Merujuk pada karakter sosial-budaya masyarakat Indonesia dalam membuang
sampah, maka pengelolaan sampah di tanah air termasuk di Bandung perlu dilakukan
seperti konsep yang dikemukakan oleh Manfred Fehr (2012) dari Institute of Geographic,
Federal University Uberlandia, Brazil dalam penelitiannya tentang pengembangan zero
waste area di kota Araguari Brazil. Hasil penelitiannya menunjukkan bahwa dalam
mengelola sampah juga sekaligus mengelola perilaku manusia, karena merubah
kebiasaan dari tidak memilah menjadi memilah, dari tidak mendaur ulang menjadi
mendaur ulang membutuhkan proses dan waktu yang tidak sebentar.

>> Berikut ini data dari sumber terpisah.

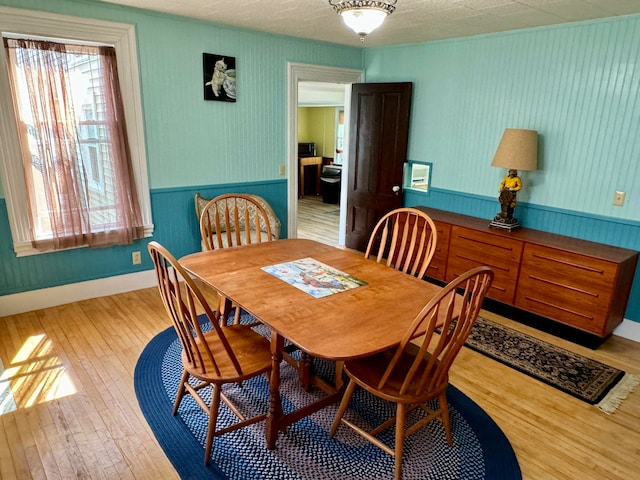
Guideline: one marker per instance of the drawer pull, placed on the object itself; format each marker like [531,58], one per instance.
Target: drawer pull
[553,305]
[485,243]
[479,262]
[564,285]
[571,264]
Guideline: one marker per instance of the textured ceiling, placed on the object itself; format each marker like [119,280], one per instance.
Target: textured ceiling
[414,21]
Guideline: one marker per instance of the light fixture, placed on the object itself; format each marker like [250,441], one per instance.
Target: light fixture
[363,16]
[518,150]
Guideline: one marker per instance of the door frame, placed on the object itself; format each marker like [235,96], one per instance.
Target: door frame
[302,72]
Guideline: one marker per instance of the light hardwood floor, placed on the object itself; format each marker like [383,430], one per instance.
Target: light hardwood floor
[70,370]
[317,220]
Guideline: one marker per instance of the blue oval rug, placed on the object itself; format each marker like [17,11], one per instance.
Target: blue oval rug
[305,451]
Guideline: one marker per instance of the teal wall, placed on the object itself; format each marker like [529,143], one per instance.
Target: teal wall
[192,144]
[577,85]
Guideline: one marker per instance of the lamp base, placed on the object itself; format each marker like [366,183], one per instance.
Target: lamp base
[504,223]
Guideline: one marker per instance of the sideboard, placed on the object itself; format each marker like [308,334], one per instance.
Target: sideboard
[582,284]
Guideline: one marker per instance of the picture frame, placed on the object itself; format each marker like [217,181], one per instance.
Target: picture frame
[417,175]
[219,77]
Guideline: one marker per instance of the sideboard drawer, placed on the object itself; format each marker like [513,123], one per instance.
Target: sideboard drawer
[471,248]
[573,288]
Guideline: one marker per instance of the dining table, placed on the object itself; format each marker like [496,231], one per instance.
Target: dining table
[367,312]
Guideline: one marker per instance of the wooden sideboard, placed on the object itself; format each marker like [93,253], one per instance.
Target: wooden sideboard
[582,284]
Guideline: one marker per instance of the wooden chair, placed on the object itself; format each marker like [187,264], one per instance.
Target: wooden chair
[232,220]
[406,239]
[235,219]
[417,370]
[222,355]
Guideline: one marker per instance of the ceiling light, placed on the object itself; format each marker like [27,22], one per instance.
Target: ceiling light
[363,16]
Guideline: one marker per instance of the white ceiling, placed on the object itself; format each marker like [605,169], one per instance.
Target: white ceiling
[414,21]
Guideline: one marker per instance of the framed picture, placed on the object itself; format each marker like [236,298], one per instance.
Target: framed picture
[417,175]
[219,77]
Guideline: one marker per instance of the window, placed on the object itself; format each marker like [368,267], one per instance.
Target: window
[91,152]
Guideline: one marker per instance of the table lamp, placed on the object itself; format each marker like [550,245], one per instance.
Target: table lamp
[518,150]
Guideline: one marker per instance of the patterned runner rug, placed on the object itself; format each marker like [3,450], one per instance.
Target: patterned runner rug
[305,451]
[589,380]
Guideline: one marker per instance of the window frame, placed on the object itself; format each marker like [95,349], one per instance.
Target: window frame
[43,24]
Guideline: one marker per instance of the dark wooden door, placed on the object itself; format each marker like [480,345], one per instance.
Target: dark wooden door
[379,132]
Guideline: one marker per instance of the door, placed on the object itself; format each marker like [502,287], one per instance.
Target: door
[377,152]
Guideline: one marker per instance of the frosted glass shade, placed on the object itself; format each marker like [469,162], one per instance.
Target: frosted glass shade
[363,21]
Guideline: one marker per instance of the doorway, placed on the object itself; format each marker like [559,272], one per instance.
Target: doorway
[324,76]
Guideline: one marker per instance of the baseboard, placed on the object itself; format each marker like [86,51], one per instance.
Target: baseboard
[74,292]
[628,329]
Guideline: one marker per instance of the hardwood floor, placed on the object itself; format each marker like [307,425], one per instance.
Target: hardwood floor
[69,371]
[318,221]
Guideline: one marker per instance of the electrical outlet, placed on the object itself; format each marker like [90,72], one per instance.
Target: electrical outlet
[618,199]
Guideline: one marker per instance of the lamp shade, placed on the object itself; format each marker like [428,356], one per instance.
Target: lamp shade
[363,21]
[518,149]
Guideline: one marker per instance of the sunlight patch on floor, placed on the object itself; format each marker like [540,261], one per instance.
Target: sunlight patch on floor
[36,375]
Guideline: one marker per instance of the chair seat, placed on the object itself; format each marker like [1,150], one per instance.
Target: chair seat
[251,350]
[368,371]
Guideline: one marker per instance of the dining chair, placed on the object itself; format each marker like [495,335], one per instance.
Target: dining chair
[213,354]
[405,239]
[231,220]
[417,370]
[235,219]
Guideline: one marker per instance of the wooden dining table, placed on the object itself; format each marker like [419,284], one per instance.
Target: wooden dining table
[346,325]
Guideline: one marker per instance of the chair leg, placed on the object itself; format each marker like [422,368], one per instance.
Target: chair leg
[343,406]
[444,416]
[181,391]
[213,418]
[224,309]
[400,420]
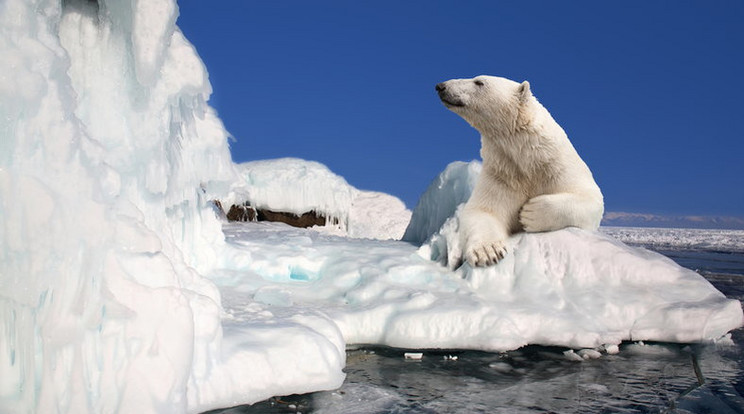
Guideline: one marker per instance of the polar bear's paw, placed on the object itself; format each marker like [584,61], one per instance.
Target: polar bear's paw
[485,254]
[544,213]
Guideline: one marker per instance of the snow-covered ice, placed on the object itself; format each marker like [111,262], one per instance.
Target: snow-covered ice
[293,185]
[685,239]
[121,291]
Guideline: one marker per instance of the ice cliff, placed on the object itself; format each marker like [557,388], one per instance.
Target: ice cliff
[108,155]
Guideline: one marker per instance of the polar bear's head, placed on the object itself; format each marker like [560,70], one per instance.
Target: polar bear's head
[488,102]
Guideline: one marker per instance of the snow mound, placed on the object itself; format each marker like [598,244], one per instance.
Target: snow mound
[297,186]
[448,190]
[569,288]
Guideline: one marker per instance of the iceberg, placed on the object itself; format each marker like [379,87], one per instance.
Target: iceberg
[122,291]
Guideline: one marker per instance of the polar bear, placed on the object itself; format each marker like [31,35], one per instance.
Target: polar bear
[532,177]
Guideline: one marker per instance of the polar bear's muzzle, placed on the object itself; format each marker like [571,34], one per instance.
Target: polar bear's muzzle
[448,98]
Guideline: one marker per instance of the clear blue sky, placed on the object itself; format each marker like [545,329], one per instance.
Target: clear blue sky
[651,93]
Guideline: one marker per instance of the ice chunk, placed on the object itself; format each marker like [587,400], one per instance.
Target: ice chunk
[448,190]
[292,185]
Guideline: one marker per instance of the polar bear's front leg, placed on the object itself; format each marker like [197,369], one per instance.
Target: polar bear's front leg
[550,212]
[483,237]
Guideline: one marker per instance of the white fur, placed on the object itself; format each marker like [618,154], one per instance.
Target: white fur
[532,177]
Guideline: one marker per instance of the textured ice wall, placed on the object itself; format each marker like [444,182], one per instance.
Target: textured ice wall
[108,155]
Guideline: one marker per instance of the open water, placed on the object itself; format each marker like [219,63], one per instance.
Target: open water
[641,378]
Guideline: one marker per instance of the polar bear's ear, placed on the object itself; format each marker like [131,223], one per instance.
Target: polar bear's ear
[523,91]
[524,116]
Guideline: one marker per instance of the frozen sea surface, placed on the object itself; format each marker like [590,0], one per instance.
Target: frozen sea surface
[641,378]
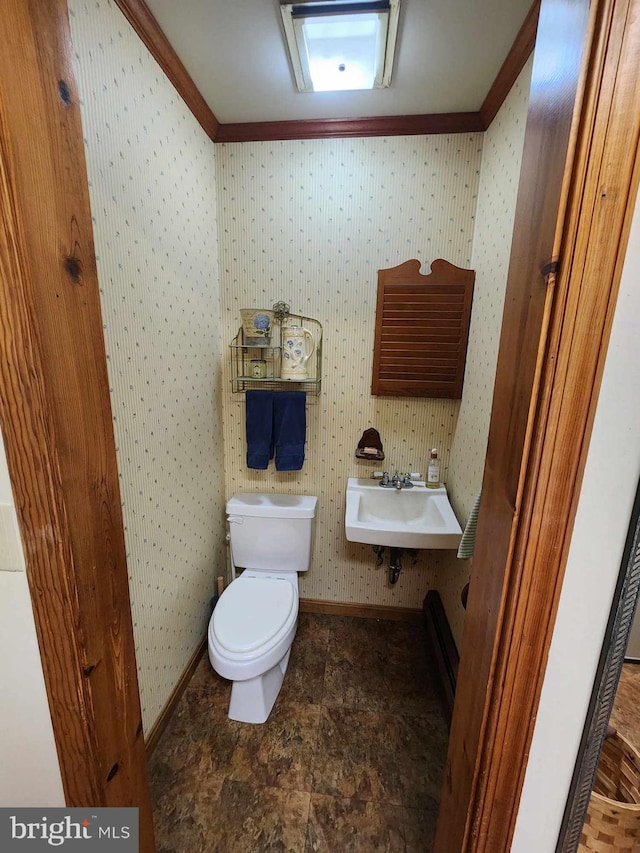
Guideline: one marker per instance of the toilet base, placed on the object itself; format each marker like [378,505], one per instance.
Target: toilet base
[253,699]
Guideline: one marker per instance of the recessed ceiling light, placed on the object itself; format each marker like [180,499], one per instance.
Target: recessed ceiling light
[341,44]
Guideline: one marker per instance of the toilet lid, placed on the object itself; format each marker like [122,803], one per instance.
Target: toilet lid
[251,611]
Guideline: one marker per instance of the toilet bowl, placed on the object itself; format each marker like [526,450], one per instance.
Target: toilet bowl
[254,622]
[250,636]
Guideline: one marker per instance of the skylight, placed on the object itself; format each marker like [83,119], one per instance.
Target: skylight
[340,45]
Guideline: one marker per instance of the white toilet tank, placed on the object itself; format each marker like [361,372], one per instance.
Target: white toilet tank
[272,532]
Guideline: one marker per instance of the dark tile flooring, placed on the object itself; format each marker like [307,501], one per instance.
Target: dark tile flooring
[350,759]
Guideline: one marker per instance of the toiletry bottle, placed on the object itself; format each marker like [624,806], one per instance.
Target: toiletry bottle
[433,470]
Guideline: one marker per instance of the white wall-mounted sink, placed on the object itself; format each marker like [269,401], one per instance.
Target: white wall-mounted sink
[404,518]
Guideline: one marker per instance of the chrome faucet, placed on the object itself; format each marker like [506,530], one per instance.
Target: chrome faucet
[398,481]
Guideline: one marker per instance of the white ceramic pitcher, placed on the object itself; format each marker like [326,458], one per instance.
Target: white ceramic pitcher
[298,345]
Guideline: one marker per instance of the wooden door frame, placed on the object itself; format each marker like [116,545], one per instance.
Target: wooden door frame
[569,245]
[55,417]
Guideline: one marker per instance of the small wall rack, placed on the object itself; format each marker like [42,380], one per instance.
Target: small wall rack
[247,358]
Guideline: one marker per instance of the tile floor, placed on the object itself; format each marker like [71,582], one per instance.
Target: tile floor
[350,759]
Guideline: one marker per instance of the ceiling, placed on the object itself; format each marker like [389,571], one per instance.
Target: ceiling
[448,55]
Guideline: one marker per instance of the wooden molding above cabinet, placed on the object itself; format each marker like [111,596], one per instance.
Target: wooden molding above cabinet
[422,328]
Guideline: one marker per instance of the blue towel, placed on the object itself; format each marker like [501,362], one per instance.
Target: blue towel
[289,429]
[259,425]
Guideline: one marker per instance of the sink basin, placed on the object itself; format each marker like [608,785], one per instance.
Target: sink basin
[405,518]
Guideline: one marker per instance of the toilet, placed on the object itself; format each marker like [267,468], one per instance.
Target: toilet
[254,622]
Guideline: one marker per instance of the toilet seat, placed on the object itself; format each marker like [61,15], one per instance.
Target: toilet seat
[252,615]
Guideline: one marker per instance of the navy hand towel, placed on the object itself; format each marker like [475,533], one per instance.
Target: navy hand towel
[259,417]
[289,429]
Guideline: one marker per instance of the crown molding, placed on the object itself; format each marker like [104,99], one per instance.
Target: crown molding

Lebih jauh Fehr (2012) menjalaskan bahwa sistem pengelolaan sampah dan
ketersediaan peraturan juga menjadi komponen penting yang harus diperhatikan.
Masyarakat tidak akan dapat bergerak jika tidak ada sistem dan peraturan yang
mendukung, juga ketersediaan sarana seperti sarana pewadahan untuk pemilahan
sampah, pusat pengomposan, atau tempat-tempah pengolahan sampah an-organik.